フィールドワークさながらの研究法で元世界王者が偉人たちを分析する異色の企画は、最終回を迎えた。その言動を目の当たりにし、みずから直接会い、あるいは共演したり──。そんな経験から、現代の偉人と認定する6人のスターを、秘蔵エピソードとともに快論する。
「現代の偉人」といえば、真っ先に出てくるのは田中角栄さんだね。昭和47年に角さんが総理大臣になった時から興味があって、角さんのことが書いてあるいろんな本を読んだりして、当時から私にとって「心の偉人」だと思ってるのよ。
角さんと俺とはなんとなく境遇が似てるところもあって。中学出てすぐに上京したとか、家が貧乏だったとか。貧乏といっても、角さんは俺からすればそんなに苦労はしてないよね。当時、父ちゃんが馬喰と呼ばれる、牛や馬を売買する商売してたから、食べる物には困らなかった。そこいくと俺は金もない、家も雨漏りする。「おやすみなさい」って寝て、朝起きて目開けたらお天道様が見えるんだから、ドアや窓の隙間から。小遣いなんかもらえるわけないから「おい、ちょっと持ってこい」って、いいところのお坊ちゃんから無断で借りたりしてね。それで警察や裁判所に行ったりして、中学時代はフラフラしてたな。

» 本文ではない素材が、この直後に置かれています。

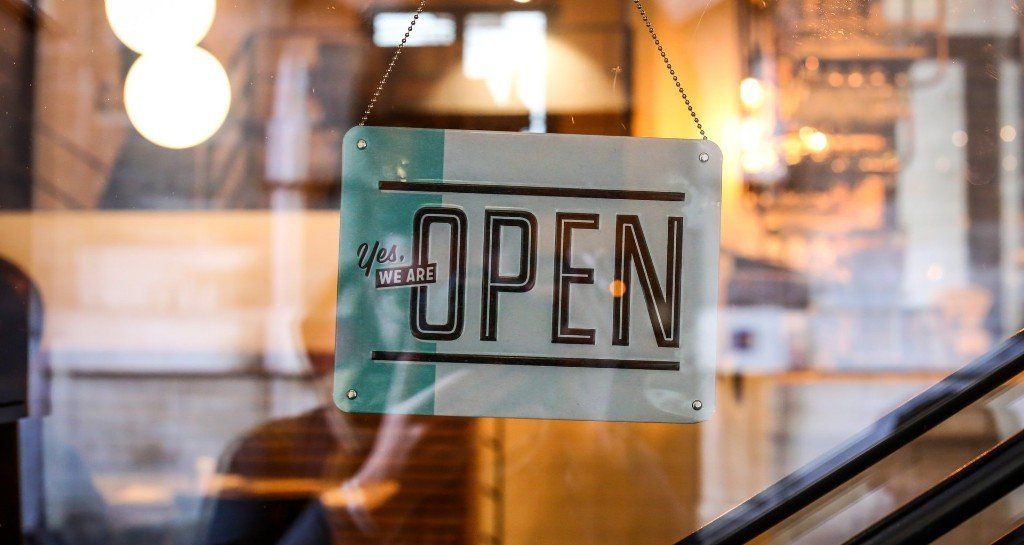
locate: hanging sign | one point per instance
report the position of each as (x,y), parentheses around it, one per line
(536,276)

角さんの生まれ育った家にも行きましたよ。新潟県柏崎市の山の上のほうにあってさ。木造2階建の大きな田舎の家っつー感じで、門構えが凄かった。角さんは門が好きなんだね。目白の御殿も門が凄いでしょ。新潟の家には鉄のでっかい扉みたいなのが付いてた。その扉と地面の間のちょっと空いてる隙間から手を入れて、石を3個もらってきたの。もらってきたっつーか、黙って拾ってきたんだけど。

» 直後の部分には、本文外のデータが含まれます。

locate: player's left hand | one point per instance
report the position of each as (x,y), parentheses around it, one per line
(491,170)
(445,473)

その帰りに新幹線に乗ったら、偶然、隣に座ったのが田中真紀子さんですよ。そういうことってあんだねぇ。初対面だったけど、お互い顔は知ってたから挨拶して、
「今日は実家にお邪魔しまして。門の下から石3個もらってきました」
そう言って石を見せたら、
「もっと持ってくればよかったのに」
だって。あれは今から20年以上前だろうね。
角さんは最初に付けられた名前は「角栄」じゃなくて「~すけ」とか「~太郎」とかそんな感じ。近所のバカ犬の名前だったんだって。親父さんが付けたんだけど、近所の犬がワンワンほえるから、親父さんの記憶にその名前があったのかな。だけど角さんのお母さんが、
「あんなバカ犬の名前を私の子供に付けられっか!」
って拒否したことで、親父さんが付けたのが「角栄」。「世間の隅から隅まで栄えさせる」という意味らしいね。親父さんはセンスあったんだね。だったら最初っからちゃんと考えときゃよかったけど、馬売ってて名前考えるどころじゃなかったんじゃないの。それにしても、もしそのバカ犬の名前だったら、角さんの人生も変わってただろうね。